Now that we understand the first stage of Cage as composer, the origins of the prepared piano, and even the preparations required for Bacchanale, we are able to immerse ourselves in the process of transcribing from a historicist point of view. It is now time to look back and see if we are able to answer the written questions in "Introduction" and if we can conceive new ideas based on this research.


The answer to our research question "Is an instrumentation for percussion ensemble possible, and if so, how would this sound?" is now obvious. There are sufficient historical evidences to justify the transcription of Bacchanale for percussion ensemble. Likewise, we have the instruments and interpretative techniques to carry out such a transcription. However, we must emphasize the fact that the reconstruction is based on the Peters Edition of the score instead of on the original preparations of the piano. The lack of knowledge about the original preparations and their sounds prevents us from performing a real reconstruction of it, of the 1940 version.


Another question raised at the beginning of this research was regarding the selection of the most appropriate instruments to perform the piece. These instruments had to fulfill two conditions: to be known and used by Cage in his first percussion works and to simulate the sounds (timbre, volume and resonance) of the prepared piano. After studying the case, we can conclude that the best option is to the use of Chinese toms (or tamboras) for the weather-stripping preparations and cowbells for the metallic preparations. We can add small metal pieces to cowbell´s surface to imitate the rebound of the screw with nuts preparation.


Regarding the original version of Bacchanale, after a theoretical study of it and without any sound reference, we can propose two approaches to the performance: first approach, using tin cans as main instruments, which meets the conditions of being known and used by Cage, but we do not know its similarity with the piano timbre. The second approach, is the V. Thomson proposal of using gamelan instruments, which does not fulfill our condition of being an instrument used by Cage.

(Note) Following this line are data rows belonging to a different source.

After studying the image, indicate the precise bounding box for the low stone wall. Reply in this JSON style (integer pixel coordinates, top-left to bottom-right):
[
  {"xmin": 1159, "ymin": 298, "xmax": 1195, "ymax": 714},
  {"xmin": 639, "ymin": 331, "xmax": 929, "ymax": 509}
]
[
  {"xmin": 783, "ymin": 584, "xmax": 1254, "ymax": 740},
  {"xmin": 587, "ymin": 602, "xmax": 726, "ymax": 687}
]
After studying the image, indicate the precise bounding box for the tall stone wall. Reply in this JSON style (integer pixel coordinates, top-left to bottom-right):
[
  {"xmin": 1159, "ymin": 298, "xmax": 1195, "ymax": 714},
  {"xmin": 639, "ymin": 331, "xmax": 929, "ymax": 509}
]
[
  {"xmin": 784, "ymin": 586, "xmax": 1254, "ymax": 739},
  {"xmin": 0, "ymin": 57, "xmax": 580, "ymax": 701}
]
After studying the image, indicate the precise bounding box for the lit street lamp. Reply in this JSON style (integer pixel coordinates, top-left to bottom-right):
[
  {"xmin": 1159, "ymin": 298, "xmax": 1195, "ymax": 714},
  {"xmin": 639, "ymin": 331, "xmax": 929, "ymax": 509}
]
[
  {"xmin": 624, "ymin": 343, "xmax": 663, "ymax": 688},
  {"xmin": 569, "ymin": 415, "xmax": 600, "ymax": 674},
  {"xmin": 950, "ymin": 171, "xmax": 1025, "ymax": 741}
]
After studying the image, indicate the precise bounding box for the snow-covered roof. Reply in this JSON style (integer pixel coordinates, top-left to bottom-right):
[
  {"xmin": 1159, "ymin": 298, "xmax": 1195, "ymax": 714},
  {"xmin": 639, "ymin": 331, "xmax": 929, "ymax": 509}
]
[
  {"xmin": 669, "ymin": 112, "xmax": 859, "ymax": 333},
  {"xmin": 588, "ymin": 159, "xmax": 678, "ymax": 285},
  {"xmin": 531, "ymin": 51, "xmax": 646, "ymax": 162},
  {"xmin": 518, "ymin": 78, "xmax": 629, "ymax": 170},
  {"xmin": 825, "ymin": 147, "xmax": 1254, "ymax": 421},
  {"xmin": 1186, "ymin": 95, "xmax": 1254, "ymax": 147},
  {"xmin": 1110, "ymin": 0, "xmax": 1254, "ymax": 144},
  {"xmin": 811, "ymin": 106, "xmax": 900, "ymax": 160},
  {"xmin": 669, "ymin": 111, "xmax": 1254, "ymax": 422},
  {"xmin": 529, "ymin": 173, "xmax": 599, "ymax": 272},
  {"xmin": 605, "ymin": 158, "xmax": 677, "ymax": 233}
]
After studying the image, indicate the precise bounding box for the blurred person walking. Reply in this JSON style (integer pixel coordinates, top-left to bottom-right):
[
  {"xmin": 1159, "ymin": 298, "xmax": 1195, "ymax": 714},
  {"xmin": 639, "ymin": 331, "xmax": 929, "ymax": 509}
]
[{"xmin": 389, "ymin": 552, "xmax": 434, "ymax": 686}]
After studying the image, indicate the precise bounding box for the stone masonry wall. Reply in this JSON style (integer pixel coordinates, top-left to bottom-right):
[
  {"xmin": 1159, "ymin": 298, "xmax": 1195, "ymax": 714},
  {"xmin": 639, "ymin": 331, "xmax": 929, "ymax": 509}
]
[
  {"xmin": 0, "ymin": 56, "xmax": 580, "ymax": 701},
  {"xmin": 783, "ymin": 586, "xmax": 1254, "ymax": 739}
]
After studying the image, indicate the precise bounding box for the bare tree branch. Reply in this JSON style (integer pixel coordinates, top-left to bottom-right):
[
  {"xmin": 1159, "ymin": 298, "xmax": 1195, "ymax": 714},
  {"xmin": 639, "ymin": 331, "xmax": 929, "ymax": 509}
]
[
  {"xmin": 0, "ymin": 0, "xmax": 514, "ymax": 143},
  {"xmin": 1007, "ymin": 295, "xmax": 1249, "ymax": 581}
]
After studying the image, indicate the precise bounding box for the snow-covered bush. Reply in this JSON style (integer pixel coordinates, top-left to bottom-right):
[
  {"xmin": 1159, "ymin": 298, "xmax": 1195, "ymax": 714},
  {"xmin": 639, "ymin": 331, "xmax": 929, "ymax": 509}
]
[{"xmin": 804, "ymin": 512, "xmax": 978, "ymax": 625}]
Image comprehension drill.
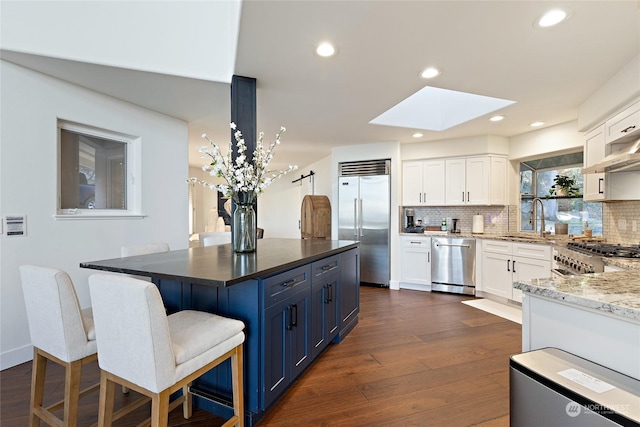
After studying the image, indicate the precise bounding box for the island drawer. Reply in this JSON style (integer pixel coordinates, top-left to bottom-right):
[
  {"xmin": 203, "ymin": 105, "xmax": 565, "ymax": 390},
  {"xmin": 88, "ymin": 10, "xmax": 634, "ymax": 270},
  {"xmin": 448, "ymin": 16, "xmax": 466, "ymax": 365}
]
[
  {"xmin": 311, "ymin": 255, "xmax": 341, "ymax": 281},
  {"xmin": 263, "ymin": 264, "xmax": 311, "ymax": 308}
]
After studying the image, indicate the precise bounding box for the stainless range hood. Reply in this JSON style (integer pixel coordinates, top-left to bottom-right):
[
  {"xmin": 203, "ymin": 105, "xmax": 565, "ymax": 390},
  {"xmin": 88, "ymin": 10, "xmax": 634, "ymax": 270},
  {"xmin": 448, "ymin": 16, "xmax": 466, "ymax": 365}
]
[{"xmin": 582, "ymin": 138, "xmax": 640, "ymax": 174}]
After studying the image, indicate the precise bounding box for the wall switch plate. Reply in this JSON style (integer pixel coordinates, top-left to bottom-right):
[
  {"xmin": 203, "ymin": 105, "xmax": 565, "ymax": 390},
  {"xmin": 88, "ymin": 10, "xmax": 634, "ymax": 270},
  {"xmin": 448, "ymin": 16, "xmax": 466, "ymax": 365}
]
[{"xmin": 618, "ymin": 219, "xmax": 627, "ymax": 231}]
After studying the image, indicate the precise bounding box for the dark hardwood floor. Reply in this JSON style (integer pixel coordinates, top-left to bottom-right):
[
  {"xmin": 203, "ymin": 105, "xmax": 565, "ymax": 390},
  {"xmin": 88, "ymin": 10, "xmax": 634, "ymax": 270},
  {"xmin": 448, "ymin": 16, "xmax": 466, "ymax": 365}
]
[{"xmin": 1, "ymin": 287, "xmax": 520, "ymax": 426}]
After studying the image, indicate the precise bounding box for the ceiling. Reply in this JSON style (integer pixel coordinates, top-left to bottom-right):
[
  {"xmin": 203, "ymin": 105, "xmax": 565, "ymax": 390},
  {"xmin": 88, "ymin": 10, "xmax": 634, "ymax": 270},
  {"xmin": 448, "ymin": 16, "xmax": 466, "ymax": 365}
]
[{"xmin": 1, "ymin": 1, "xmax": 639, "ymax": 171}]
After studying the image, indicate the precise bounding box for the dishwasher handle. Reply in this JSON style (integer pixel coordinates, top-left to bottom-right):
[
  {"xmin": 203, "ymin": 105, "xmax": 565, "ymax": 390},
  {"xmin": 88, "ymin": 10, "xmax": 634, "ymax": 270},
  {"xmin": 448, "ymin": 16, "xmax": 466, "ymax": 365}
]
[{"xmin": 434, "ymin": 243, "xmax": 471, "ymax": 248}]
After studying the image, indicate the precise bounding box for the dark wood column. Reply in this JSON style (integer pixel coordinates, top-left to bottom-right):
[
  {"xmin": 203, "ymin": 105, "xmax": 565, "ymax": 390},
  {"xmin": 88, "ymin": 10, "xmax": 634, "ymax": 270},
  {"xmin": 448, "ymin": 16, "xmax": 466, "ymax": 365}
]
[{"xmin": 230, "ymin": 75, "xmax": 257, "ymax": 242}]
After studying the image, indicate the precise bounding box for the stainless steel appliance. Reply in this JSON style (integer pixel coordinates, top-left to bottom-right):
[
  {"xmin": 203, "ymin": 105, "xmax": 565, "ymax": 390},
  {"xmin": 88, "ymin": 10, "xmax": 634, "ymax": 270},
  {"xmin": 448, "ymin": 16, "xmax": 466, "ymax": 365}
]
[
  {"xmin": 338, "ymin": 160, "xmax": 390, "ymax": 287},
  {"xmin": 431, "ymin": 237, "xmax": 476, "ymax": 295},
  {"xmin": 552, "ymin": 241, "xmax": 640, "ymax": 277},
  {"xmin": 511, "ymin": 348, "xmax": 640, "ymax": 426},
  {"xmin": 404, "ymin": 208, "xmax": 425, "ymax": 233},
  {"xmin": 405, "ymin": 208, "xmax": 415, "ymax": 228}
]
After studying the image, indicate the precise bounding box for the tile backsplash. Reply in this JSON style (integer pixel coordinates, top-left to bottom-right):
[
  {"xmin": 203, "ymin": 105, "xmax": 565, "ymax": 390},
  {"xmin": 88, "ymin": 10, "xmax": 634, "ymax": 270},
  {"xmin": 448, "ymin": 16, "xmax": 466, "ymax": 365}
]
[
  {"xmin": 402, "ymin": 201, "xmax": 639, "ymax": 244},
  {"xmin": 403, "ymin": 205, "xmax": 518, "ymax": 235},
  {"xmin": 603, "ymin": 201, "xmax": 640, "ymax": 244}
]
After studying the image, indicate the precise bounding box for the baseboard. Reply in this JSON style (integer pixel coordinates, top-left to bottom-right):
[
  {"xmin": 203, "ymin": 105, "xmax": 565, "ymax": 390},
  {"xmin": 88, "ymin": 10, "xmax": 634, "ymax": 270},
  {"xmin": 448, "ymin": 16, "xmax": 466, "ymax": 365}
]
[
  {"xmin": 1, "ymin": 344, "xmax": 33, "ymax": 370},
  {"xmin": 399, "ymin": 282, "xmax": 431, "ymax": 292}
]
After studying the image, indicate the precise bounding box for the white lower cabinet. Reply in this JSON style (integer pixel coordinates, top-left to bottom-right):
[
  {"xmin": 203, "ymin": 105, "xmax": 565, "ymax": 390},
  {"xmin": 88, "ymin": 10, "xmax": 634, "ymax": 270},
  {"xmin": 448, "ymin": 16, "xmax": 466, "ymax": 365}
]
[
  {"xmin": 481, "ymin": 240, "xmax": 551, "ymax": 303},
  {"xmin": 400, "ymin": 236, "xmax": 431, "ymax": 290}
]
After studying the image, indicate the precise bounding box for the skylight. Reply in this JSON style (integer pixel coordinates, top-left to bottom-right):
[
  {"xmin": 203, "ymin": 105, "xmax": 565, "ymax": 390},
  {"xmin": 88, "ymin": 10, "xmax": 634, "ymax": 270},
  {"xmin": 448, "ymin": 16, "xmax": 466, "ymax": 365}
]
[{"xmin": 369, "ymin": 86, "xmax": 516, "ymax": 132}]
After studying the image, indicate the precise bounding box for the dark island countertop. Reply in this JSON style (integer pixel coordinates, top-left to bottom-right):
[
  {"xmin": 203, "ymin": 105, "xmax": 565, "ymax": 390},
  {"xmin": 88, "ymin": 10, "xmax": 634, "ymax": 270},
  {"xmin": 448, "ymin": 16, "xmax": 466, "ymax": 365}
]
[{"xmin": 80, "ymin": 238, "xmax": 359, "ymax": 287}]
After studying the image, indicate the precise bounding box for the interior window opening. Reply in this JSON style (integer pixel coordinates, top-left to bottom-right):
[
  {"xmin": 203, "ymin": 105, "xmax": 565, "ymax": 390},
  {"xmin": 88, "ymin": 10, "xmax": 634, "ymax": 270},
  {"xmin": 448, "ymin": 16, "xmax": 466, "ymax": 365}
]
[
  {"xmin": 519, "ymin": 152, "xmax": 602, "ymax": 236},
  {"xmin": 59, "ymin": 127, "xmax": 128, "ymax": 211}
]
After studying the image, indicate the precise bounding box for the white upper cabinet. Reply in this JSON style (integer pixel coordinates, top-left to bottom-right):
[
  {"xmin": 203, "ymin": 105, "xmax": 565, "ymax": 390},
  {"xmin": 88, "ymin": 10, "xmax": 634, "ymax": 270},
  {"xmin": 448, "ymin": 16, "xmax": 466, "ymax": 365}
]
[
  {"xmin": 444, "ymin": 158, "xmax": 467, "ymax": 205},
  {"xmin": 444, "ymin": 156, "xmax": 507, "ymax": 206},
  {"xmin": 403, "ymin": 155, "xmax": 507, "ymax": 206},
  {"xmin": 402, "ymin": 160, "xmax": 445, "ymax": 206},
  {"xmin": 605, "ymin": 100, "xmax": 640, "ymax": 144},
  {"xmin": 583, "ymin": 124, "xmax": 606, "ymax": 201}
]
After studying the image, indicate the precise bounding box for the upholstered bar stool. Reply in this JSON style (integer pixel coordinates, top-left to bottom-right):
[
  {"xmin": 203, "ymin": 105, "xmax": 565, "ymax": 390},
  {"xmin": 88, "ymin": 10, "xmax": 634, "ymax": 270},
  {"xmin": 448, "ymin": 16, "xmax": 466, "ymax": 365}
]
[
  {"xmin": 89, "ymin": 274, "xmax": 245, "ymax": 427},
  {"xmin": 19, "ymin": 265, "xmax": 99, "ymax": 427}
]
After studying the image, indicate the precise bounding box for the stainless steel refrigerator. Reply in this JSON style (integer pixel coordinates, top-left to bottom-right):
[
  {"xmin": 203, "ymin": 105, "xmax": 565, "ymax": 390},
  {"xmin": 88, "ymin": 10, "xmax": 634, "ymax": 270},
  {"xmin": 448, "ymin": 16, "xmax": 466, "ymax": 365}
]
[{"xmin": 338, "ymin": 160, "xmax": 390, "ymax": 287}]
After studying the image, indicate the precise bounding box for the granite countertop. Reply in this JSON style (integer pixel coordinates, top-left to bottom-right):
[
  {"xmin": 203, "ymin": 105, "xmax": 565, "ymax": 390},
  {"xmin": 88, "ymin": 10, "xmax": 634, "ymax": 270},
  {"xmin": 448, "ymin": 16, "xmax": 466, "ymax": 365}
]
[
  {"xmin": 603, "ymin": 257, "xmax": 640, "ymax": 271},
  {"xmin": 81, "ymin": 238, "xmax": 359, "ymax": 287},
  {"xmin": 514, "ymin": 271, "xmax": 640, "ymax": 322},
  {"xmin": 400, "ymin": 231, "xmax": 567, "ymax": 245}
]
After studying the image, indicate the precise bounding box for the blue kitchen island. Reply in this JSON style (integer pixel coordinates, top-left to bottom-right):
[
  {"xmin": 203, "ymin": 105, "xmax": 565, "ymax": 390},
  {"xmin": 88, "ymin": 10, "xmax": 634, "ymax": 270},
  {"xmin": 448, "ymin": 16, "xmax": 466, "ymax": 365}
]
[{"xmin": 81, "ymin": 238, "xmax": 360, "ymax": 426}]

As we have chosen the most appropriate instruments for the performance, we have also obtained new ideas on the playing techniques. These techniques also follow the historical criteria and also match certain characteristic effects of the prepared piano (such the use of una corda pedal or the resonance decay). The general techniques involves playing with hands in the center and edge of the drum. It is added with effects such as playing with a soft rubber mallet on the cowbells to lengthen their resonance; with the hand to get noise in the attack; or with combinations of cowbell plus drum to imitate the double preparation of B-flat. Likewise, in case the tempi are very slow, there is a possibility of playing the drums with felt mallets.


Given the doubts about the tempi of Bacchanale: we have not been able to establish any clear criteria that allows us to specify the metronomic speeds. However, we know the tempi range of the piece, that is, which sections should be faster, which shoud be slower and which share the same tempo. We also know the different piano preparations, their placement or material, and ever that the piano itself will produce different sounds in each case. The dynamics and resonance of these sounds will vary on each occasion and the tempo of the piece will naturlly adjust to them. With louder and longer sounds, we will opt for slower tempi so the rhythmic precision will be mantained and then the opposite the with short and soft sonorities.


However, we must not forget the role of Bacchanale as an accompaniment for dance. The above criteria will be valid in case of playing the piece in a concert version. When the piece includes the choreography, we must use the tempi inaccuracy in favor of the dancer and adapt the music to the speed of his or her movements. Even in this case, the tempi ratio between different sections must be kept.


After completing this last chapter and answering the questions raised in "Introduction", it is time to put all this knowledge into practice and try a real performance of Bacchanale with percussion instruments. However, before finishing this paper, we can not avoid asking one last question: What could have happened if Cage had had enough room for his percussion ensemble? Would his music have developed in the same way it did during the next ten years? An exciting question that will never get its answer.